Elon Musk dumbfounded investors and the public yesterday when he announced on Twitter that he was “considering taking Tesla private” for a 20 percent premium over the company’s market value. He also claimed that the funding needed for what would be a $72 billion buyout was secured.
The surprise tweet immediately sent Tesla stock jumping by 10 percent Tuesday afternoon, a sign that at least some of Tesla investors believed he wasn’t joking.
Then, Musk made it more serious by putting out a press release on Tesla’s website, in which he explained in more detail why he wanted to take the company private. Musk said the buyout could happen in one of two ways: current Tesla shareholders can either keep their stakes in a private Tesla or sell their shares to a new investor at $420 per share. In a response to a Twitter comment, Musk said he’d prefer the former structure, where existing shareholders stay with the company.
To prove that the plan is feasible, Musk referred to Fidelity’s partially private ownership in SpaceX as an example. Since January 2015, some of Fidelity’s mutual funds have acquired SpaceX shares through a series of private placements. One of these mutual funds, The Fidelity Growth Company Fund, disclosed in May this year that it owned $109 million of SpaceX.
This practice is unusual because mutual funds, which manage money for ordinary investors, are normally subject to the same disclosure rules as public companies.

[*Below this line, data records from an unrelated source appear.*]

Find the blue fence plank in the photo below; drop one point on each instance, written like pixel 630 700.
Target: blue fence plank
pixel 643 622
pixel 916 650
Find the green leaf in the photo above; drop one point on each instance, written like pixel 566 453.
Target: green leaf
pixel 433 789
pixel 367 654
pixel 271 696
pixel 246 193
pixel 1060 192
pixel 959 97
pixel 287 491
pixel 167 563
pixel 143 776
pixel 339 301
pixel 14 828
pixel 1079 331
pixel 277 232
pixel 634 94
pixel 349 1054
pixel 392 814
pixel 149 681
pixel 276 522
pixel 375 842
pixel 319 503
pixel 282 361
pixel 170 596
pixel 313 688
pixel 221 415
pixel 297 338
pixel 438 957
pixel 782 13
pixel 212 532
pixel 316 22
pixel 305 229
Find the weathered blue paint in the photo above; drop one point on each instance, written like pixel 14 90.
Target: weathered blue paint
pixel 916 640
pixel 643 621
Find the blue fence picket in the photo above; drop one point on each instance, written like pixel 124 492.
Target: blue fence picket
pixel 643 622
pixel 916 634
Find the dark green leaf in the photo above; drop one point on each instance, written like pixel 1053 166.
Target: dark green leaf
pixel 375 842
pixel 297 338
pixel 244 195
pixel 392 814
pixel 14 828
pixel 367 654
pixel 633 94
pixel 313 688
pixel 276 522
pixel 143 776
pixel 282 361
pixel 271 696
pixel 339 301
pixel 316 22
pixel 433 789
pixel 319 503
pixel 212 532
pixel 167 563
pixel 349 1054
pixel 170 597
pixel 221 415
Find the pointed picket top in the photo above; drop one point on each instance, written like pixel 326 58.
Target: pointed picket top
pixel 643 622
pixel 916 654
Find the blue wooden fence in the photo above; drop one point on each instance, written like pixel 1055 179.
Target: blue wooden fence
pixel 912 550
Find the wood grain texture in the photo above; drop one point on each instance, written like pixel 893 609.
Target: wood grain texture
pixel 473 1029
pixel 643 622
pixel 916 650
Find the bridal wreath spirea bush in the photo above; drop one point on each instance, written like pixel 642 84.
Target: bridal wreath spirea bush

And, with Tesla’s size, the process can be more difficult and complicated.
“The practical issue with what Elon suggested yesterday is that the significant majority of Tesla’s public shareholders would be forbidden from owning a private offering from Tesla,” John Thaler, founder of JAT Capital Management, a multibillion-dollar global equity investment firm, told Observer.
Tesla’s largest shareholder at the moment is T. Rowe Price, which owns nine percent of the company, worth $5 billion, mostly through mutual funds. T. Rowe Price declined to comment on Tesla’s privatization plan.
Institutional investors like T. Rowe Price own 62 percent of Tesla; the rest of the company is owned by individual shareholders. Under SEC rules, individual investors are not allowed to participate in private equity investments like the one Musk proposed without a qualification process due to private securities’ high risks and a lack of periodical disclosure.
“The SpaceX example that everyone was talking about is that a small handful of Fidelity funds are specifically allowed to own a small amount of private securities. The overwhelming majority in the mutual fund space are not allowed to do this,” Thaler explained.
Musk’s plan B isn’t very promising, either.
To buy out all of the outstanding Tesla shares at $420 each, he will need about $72 billion. Suppose that some of the non-mutual fund institutional investors choose to stay, he would still need tens of billions of dollars to buy out the shares held by individual investors.
According to CNBC, Tesla hasn’t approached any Wall Street banks about the buyout plan yet.
This morning, Tesla’s board said in a statement that Musk raised the privatization talk with them just last week. There was a discussion of how to fund the buyout, according to the statement, but the board didn’t answer the key question on what exactly was “secured.”
Musk said the final decision on whether to take Tesla private will go through a shareholder voting process. He hasn’t shared when.